WT beagle dog and ApoE^-/-The subclavian and iliac arteries of beagle dogs were used for single cell dissociation and scRNA-seq. After washing the above tissue sample 3 times with pre-cooled serum-free RPMI 1640 cell culture medium, the perivascular fat and connective tissue were carefully stripped off with sterile ophthalmic surgical scissors and forceps, and the tissue was minced, and the vascular single cell digest (450U/ml Collagenase I, 250U/ml Collagenase XI, 120U/ml Hyaluronidase, 120U/ml DNase I) was added and digested for 1h in a 37 ℃ thermostat water bath. The single cell suspension obtained by digestion is sequentially filtered by 70 μm and 40 μm cell sieves, then RPMI 1640 cell culture solution is added, and centrifugation is carried out for 5min at 4 ℃ and 500 g. Then according to the kitThe instructions lyse the red blood cells, kill the cells, and remove debris. The cell activity is identified by using Countstar, the number of living cells in the single cell suspension is determined to be more than 85%, and the total number of the cells is determined>1×10⁵And (4) respectively.

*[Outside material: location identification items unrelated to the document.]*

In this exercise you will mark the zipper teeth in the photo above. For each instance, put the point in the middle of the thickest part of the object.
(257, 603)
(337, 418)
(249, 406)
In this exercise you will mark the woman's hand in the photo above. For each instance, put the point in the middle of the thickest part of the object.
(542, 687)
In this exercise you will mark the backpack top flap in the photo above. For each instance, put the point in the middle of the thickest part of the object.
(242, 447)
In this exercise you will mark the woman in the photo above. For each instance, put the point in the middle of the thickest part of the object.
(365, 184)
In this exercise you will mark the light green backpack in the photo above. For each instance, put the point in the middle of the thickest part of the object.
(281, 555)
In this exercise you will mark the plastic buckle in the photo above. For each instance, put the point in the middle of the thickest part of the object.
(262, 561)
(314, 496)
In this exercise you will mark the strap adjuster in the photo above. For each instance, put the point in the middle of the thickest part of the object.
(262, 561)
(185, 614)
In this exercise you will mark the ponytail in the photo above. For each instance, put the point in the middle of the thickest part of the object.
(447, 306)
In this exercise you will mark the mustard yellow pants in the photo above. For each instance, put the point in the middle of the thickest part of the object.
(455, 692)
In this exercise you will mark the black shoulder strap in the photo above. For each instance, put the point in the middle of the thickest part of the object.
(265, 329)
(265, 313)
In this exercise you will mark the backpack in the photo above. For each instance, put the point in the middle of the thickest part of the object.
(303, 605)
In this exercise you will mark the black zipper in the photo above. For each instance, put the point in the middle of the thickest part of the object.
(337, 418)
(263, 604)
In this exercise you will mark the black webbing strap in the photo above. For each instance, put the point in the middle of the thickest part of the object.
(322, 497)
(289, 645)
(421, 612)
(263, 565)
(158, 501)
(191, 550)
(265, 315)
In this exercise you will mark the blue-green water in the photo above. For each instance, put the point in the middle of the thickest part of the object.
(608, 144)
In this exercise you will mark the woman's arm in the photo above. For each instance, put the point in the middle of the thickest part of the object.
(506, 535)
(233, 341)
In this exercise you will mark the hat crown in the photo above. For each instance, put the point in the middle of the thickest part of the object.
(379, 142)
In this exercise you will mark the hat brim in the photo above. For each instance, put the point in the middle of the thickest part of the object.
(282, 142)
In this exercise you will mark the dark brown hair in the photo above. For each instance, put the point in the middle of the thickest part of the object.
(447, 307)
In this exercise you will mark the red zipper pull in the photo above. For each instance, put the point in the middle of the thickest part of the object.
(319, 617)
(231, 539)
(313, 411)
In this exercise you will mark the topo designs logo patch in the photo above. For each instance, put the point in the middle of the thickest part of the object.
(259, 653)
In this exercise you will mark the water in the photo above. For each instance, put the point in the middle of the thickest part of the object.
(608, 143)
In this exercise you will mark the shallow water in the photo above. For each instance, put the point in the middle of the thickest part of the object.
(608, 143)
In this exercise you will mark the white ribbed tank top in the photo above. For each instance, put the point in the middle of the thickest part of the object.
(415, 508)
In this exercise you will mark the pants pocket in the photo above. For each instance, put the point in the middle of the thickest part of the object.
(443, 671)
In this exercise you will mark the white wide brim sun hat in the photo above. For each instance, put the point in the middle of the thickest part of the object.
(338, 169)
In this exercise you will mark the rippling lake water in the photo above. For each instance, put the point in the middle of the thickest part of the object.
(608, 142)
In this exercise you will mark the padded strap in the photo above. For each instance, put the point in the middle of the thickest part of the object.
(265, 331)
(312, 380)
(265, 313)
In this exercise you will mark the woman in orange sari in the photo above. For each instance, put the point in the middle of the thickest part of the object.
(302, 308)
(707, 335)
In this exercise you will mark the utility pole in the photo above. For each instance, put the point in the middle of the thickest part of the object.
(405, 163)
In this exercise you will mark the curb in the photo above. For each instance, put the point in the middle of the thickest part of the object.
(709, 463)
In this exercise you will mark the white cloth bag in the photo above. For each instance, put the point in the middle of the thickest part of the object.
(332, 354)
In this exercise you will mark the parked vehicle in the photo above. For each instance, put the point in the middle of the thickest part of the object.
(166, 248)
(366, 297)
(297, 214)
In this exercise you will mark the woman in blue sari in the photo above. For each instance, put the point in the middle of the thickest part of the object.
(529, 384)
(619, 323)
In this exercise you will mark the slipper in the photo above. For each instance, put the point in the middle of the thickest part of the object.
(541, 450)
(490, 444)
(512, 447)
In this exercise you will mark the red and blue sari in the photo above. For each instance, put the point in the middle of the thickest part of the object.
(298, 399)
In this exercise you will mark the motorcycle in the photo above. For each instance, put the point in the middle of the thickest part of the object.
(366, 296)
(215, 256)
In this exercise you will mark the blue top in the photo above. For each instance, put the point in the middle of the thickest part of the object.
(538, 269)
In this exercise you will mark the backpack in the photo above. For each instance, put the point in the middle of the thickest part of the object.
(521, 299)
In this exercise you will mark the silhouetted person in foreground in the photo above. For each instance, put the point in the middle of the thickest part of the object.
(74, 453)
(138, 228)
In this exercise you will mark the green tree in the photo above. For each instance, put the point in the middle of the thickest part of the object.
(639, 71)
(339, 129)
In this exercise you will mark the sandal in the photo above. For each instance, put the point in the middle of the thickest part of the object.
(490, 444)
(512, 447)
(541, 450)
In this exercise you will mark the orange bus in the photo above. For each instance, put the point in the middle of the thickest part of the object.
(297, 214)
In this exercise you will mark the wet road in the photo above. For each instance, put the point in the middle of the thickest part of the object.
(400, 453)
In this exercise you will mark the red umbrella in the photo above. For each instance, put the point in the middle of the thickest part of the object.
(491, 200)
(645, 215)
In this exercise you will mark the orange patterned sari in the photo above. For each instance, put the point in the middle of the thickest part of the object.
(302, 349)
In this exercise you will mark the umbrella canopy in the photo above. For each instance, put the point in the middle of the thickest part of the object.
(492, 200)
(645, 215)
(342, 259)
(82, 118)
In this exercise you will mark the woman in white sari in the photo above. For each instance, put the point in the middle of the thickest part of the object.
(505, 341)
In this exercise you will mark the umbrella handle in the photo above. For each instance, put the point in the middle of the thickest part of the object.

4. ScRNA-seq and data Pre-processing

Using a commercialization platform 10x

Chromium^TMscRNAseq was performed, and the Single Cell library construction Kit was Single Cell 3' Solution v3 Reagent Kit (10 × Genomics). Firstly, Gel Beads (Gel Beads) containing barcode, high-quality single cells, enzyme mixture and oil are mixed to form GEMs (water-in-oil microsystems). Cells were lysed in GEMs, pooled and paired-end 150bp sequencing was performed using an Illumina NovaSeq 6000 sequencer. Single cell transcriptome raw sequencing data were preprocessed by CellRanger V3.1.0(https:// support.10Xgenomics. com) to obtain a gene-cell matrix file, reference genome canFam 3.

5. Cell grouping and marker Gene identification

The gene-cell matrix file was analyzed downstream using the R package Seurat v3. The cell filtration criteria were: each gene is expressed in at least 3 cells, with a gene factor >200 and <4000 expressed per cell, with a mitochondrial gene fraction of < 20% per cell. Filtered data were transformed by normalized and log and then identified for the hypervariable genes. Dimension reduction was further performed by Principal Component Analysis (PCA), and after calculating principal components using the "JackStraw" function, the first 20 Principal Components (PCs) were selected for cell clustering. The resolution parameter is set to 0.5 when the cells are clustered. Cells were visualized using the T-distributed stored genetic near embedding (T-SNE) method after clustering. The marker gene of each cell cluster was identified using the function "FindMarkers" or "findalmarkers" in the R package, sourtat v3, with the marker gene screening criteria for different cell clusters being adjusted p-value <0.05, log (fold change) > 0.5.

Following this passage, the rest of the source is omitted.